A Centurylink worker checks internet connections at a hub. Centurylink is one of many utility providers that has reacted to the COVID-19 crisis by waiving late fees, and cancelling disconnections of customers.

In response to the COVID-19 pandemic, Texas utility companies have taken unprecedented steps to keep customers' lights on, gas flowing, and online connections stable – even if they can't pay.

Meantime, Palestine City Council members plan to discuss hardship measures Monday, but have no plans yet to ease the burden of paying two other essential services during the statewide emergency – trash collection and water. Those services are billed through the city.

For many residents, money will be tight after the statewide emergency declaration. Businesses are cutting back or closing. Workers are staying home to avoid the coronavirus.

“We are putting our customers first,” Larry Ball, spokesman for Atmos Energy, a Dallas-based natural gas company, told the Herald-Press Friday. “The safety of all of our customers has always been our first priority.”

While the declared emergency remains in effect, Atmos has suspended all late fees and customer disconnections.

“Atmos Energy's commitment to safety, paired with our culture, have led us during unique times,” Kevin Akers, Atmos President and CEO said. “This will be no different.”

Internet Service Providers SuddenLink and Centurylink have similarly suspended all disconnections and late fees.

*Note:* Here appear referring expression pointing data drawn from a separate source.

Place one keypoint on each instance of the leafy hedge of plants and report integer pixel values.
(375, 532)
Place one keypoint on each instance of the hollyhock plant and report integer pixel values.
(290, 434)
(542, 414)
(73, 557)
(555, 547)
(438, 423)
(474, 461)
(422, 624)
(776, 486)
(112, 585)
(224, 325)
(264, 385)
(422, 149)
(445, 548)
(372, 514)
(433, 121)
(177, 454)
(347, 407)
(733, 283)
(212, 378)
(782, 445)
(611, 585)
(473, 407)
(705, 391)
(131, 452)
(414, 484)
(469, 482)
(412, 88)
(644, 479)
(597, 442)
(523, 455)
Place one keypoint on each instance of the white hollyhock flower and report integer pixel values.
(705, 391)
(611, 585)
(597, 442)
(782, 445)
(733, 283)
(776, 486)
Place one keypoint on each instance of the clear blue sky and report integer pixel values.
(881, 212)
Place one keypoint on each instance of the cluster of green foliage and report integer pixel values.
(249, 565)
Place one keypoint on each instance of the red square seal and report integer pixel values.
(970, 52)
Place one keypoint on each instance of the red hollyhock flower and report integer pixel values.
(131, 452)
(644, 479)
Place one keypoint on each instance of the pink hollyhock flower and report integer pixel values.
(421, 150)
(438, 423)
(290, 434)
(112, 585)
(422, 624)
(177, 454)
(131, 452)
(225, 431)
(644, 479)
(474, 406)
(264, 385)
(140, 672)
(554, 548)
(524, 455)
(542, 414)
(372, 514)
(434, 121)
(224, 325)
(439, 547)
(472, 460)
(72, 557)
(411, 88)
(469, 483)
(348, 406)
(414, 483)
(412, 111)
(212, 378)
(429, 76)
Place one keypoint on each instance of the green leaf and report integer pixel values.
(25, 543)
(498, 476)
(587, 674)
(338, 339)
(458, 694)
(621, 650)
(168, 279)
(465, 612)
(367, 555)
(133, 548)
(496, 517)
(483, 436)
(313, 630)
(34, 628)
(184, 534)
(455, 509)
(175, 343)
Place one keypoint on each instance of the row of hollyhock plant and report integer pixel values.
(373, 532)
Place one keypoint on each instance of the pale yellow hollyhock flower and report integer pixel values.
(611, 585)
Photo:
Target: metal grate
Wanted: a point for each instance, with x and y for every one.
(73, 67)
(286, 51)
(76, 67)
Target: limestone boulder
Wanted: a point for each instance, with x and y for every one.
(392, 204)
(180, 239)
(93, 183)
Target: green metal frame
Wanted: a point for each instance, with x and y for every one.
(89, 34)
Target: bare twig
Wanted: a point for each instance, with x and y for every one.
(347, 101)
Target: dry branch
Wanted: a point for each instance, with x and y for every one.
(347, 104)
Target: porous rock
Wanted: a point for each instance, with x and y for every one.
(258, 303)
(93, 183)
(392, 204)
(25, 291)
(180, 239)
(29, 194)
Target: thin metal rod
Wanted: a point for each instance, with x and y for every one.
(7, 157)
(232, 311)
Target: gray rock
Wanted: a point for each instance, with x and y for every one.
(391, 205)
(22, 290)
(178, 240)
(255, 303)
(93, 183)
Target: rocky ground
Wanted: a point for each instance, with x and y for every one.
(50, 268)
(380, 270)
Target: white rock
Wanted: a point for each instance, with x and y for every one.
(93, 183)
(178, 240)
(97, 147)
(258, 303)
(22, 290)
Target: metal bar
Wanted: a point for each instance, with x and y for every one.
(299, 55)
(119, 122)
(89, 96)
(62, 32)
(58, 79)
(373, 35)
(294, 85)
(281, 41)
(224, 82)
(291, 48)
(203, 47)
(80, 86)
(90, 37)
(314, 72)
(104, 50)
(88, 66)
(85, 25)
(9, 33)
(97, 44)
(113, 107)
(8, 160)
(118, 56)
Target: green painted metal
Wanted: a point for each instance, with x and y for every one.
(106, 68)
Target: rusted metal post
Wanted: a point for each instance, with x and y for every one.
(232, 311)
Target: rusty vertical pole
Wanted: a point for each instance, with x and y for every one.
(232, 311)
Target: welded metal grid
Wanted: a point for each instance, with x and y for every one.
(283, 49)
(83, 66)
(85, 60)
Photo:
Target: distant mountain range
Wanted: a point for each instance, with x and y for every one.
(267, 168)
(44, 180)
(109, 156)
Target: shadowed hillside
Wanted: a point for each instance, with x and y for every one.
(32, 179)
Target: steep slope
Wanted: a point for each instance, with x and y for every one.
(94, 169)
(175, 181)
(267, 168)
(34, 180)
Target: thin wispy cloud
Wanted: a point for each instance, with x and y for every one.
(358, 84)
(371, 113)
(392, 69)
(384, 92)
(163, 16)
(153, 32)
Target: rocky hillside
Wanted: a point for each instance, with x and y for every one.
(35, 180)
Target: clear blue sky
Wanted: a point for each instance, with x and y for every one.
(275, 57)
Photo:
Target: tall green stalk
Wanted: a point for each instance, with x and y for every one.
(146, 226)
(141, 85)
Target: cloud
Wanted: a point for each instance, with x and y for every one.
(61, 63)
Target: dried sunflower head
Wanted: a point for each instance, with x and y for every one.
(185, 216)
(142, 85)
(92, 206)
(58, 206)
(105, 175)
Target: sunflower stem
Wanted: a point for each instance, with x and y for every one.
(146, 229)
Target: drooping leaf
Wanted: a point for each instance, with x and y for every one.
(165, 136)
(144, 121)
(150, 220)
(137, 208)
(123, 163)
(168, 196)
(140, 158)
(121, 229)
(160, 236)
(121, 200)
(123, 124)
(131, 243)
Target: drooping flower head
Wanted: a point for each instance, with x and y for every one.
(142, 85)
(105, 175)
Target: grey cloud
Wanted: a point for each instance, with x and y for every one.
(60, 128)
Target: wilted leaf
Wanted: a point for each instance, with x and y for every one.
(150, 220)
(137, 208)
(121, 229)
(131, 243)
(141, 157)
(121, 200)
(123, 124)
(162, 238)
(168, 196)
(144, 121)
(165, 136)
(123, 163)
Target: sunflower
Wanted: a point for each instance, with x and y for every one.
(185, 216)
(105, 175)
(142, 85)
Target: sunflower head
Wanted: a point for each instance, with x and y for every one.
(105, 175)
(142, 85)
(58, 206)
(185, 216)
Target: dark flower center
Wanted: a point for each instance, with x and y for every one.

Additionally, Centurylink, a global company serving 36 states, has promised to scrap bandwidth limits, while ensuring the highest speeds possible.

SuddenLink, a division of Altice Business, is also partnering with school districts in their service area to offer its Student WiFi product free for 60 days. That will allow students who have school-issued devices, but no dedicated home Internet access, the ability to use the Optimum WiFi Hot Spot Network to access their school’s network and resources.

Electric companies such as TXU and Houston-based Gexa Energy also are working to keep customers safe and connected.

During the declared emergency, Gexa is waiving all disconnection and reconnection fees, as well as late fees. Payment plans will be set up for customers, after the crisis ends, Gexa Energy officials said.

“Everyone needs their power on,” a Gexa spokesman said. “That is our number one priority.”

TXU, based in Irving, is waiving late fees, extending payment due dates with no down-payment required, and deferring customer balances over multiple installments.

If customers still can't pay, TXU officials said, the company will keep their lights on. Customers in need should call 800-242-9113.

“The coronavirus is causing uncertainty and many hardships,” Scott Hudson, president of TXU energy, said. “We are committed to serving our communities.”